"Nós
éramos amigos e nos tornamos estranhos um para o outro. Mas está bem
que seja assim, e não vamos ocultar e obscurecer isto, como se fosse
motivo de vergonha. Somos dois navios que possuem, cada qual, seu
objetivo e seu caminho; podemos nos cruzar e celebrar juntos uma festa,
como já fizemos – e os bons navios ficaram placidamente no mesmo porto e
sob o mesmo sol. Parecendo haver chegado ao seu destino e ter tido um
só destino.

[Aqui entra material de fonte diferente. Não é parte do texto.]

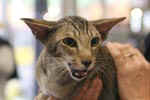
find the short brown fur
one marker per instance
(70, 44)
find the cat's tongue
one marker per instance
(79, 74)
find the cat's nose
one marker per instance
(86, 63)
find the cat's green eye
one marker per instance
(94, 41)
(70, 42)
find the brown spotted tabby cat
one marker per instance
(73, 57)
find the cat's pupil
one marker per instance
(69, 41)
(94, 41)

Mas, então, a todo-poderosa força de nossa missão nos
afastou novamente, em direção a mares e quadrantes diversos, e talvez
nunca mais nos vejamos de novo – ou talvez nos vejamos, sim, mas sem nos
reconhecermos: os diferentes mares e sóis nos modificaram! Que tenhamos
de nos tornar estranhos um para o outro é da lei acima de nós:
justamente por isso deve-se tornar mais sagrado o pensamento de nossa
antiga amizade! Existe provavelmente uma enorme curva invisível, uma
órbita estelar em que nossas tão diversas trilhas e metas estejam
incluídas como pequenos trajetos – elevemo-nos a esse pensamento! Mas
nossa vida é muito breve e nossa vista muito fraca, para podermos ser
mais que amigos no sentido dessa elevada possibilidade. – E assim crer
em nossa amizade estelar, ainda que tenhamos de ser inimigos na Terra".